Cyclone Yasi in Context

As the incredibly powerful Cyclone Yasi bears down on Queensland, I thought that it might be worthwhile to put the storm into longer term context.  The Crompton and McAneney (2008) paper that I have cited several times of late on normalized Australian insured losses from extreme weather events includes this noteworthy comment:
The average annual weather-related normalised damage over the 40-year period is AUD$820 million with a standar deviation of AUD$960 million. The recent past has been relatively benign in terms of loss activity, with annual damage over the most recent 5 years averaging AUD$420 million, close to half the average annual loss over the entire period of the Disaster List.
In the absence of systematic evaluations of data, it would be all too easy to consider recent experience (whether that be the past week or the past decades) to somehow be "normal" and thus the basis for expectations of the near future. Such expectations, when out of sync with a longer term perspective, can easily lead to misplaced judgments of risk and contribute to poor decision making.

Such a systematic evaluation of the long-term tropical cyclone landfall record in eastern Australia was published last summer in Climate Dynamics by Jeffrey Callaghan and Scott Power (2010).  Callaghan and Power find a long-term trend of much fewer landfalls of intense cyclones (i.e., Category 3, 4, and 5) in the region.  They write:
The linear trend in the number of severe TCs making land-fall over eastern Australia declined from about 0.45 TCs/year in the early 1870s to about 0.17 TCs/year in recent times—a 62% decline.
The figure at the top of this post comes from their paper and comes with the following caption:
Fig. 1 The number of severe tropical cyclone (TC) land-falls in each TC season from 1872/1873 to 2009/2010 inclusive. The corresponding linear trend of -0.0021 TCs/year is also shown. This represents a decline of approximately 60% over the full period.
They find evidence for a relationship between intense cyclone landfall activity and the ENSO cycle, reflecting the natural variability of the system. They speculate about a connection between the significant decrease in landfalls and global warming, but find little convincing evidence of such a link.  They explain:
If natural variability dominates the recent decline, and if this natural variability exhibits low levels of predictability as suggested by the study of Power et al. (2006), then the frequency of damaging land-falls could increase abruptly to much higher values during the coming decade.

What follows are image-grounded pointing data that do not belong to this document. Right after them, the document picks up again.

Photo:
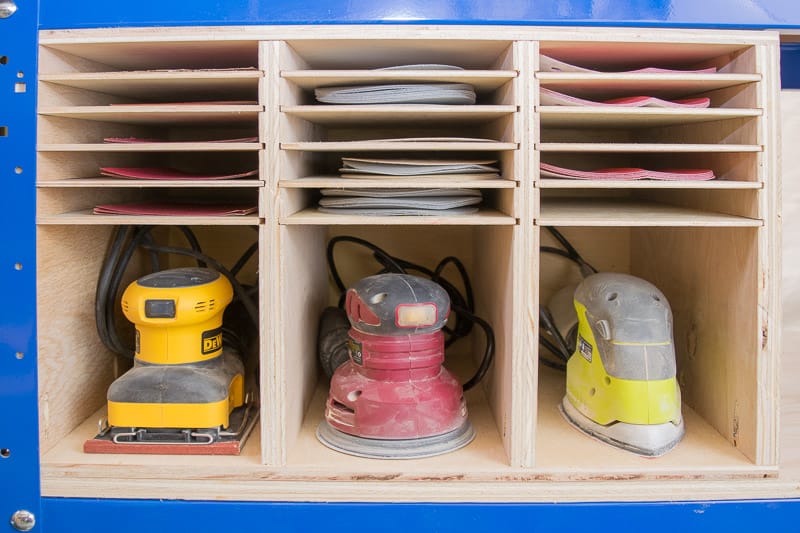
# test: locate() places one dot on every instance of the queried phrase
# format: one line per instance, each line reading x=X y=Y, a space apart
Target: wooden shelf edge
x=399 y=182
x=139 y=184
x=56 y=484
x=176 y=75
x=646 y=184
x=647 y=147
x=392 y=146
x=86 y=218
x=152 y=147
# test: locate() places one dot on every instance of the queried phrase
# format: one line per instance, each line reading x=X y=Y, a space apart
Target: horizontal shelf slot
x=398 y=113
x=398 y=146
x=568 y=116
x=312 y=217
x=645 y=184
x=160 y=84
x=159 y=114
x=646 y=147
x=152 y=147
x=481 y=80
x=397 y=182
x=607 y=212
x=613 y=85
x=85 y=217
x=144 y=184
x=147 y=52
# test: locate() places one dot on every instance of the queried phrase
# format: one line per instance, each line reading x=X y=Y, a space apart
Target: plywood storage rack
x=712 y=247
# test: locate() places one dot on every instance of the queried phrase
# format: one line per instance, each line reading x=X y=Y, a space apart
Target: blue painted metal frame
x=19 y=436
x=19 y=472
x=684 y=13
x=136 y=516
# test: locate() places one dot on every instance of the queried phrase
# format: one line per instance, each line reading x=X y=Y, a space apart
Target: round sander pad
x=395 y=448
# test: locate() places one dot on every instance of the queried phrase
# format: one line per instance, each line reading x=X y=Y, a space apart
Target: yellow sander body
x=182 y=377
x=621 y=379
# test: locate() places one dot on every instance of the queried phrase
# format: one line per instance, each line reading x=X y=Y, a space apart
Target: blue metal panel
x=19 y=445
x=136 y=516
x=703 y=13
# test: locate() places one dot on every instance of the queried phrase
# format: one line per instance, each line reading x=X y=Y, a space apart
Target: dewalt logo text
x=212 y=341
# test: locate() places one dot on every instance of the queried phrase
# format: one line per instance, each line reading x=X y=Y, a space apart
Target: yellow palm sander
x=185 y=384
x=621 y=378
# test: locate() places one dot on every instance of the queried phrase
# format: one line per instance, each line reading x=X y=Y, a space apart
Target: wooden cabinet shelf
x=712 y=247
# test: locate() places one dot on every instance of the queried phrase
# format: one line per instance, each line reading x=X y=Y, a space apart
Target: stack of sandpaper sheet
x=673 y=174
x=401 y=93
x=412 y=201
x=465 y=169
x=550 y=97
x=550 y=64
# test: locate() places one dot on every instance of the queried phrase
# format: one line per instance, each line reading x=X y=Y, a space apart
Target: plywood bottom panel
x=700 y=468
x=562 y=449
x=483 y=218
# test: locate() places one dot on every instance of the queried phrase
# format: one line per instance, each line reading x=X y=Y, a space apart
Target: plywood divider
x=766 y=446
x=273 y=386
x=714 y=247
x=717 y=324
x=74 y=368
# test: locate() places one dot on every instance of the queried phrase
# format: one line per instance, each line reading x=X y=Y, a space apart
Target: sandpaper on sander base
x=228 y=445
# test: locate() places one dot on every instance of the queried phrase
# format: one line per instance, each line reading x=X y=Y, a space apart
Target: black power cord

On the other hand, some unknown fraction of the recent decline in the SOI might instead reflect a weakening of the Walker Circulation in response to global warming (e.g. Power and Smith 2007). This means that the component of the decline in land-falls linked to the decline in the SOI might also be partially driven by global warming. . .

The extent to which global warming might be contributing to or offsetting the decline in land-falling TCs over eastern Australia is unknown.
Callaghan and Power note prudently that the unresolved issues of global warming need not stand in the way of making effective judgments of risk -- landfall rates have been higher in the past and that observers should not be misled by recent experience:
Given that natural variability is at least partially responsible for the observed interdecadal decline documented here, and that this natural variability might be dominated by unpredictable changes (Power et al. 2006), it would be imprudent to suppose that the very low landfalling rates observed in recent decades will necessarily continue. Planning should therefore reflect the possibility of a rapid return to much higher landfall rates.
Best wishes to all those in Queensland affected by Cylone Yasi for a speedy recovery, and what inevitably will be storms to follow.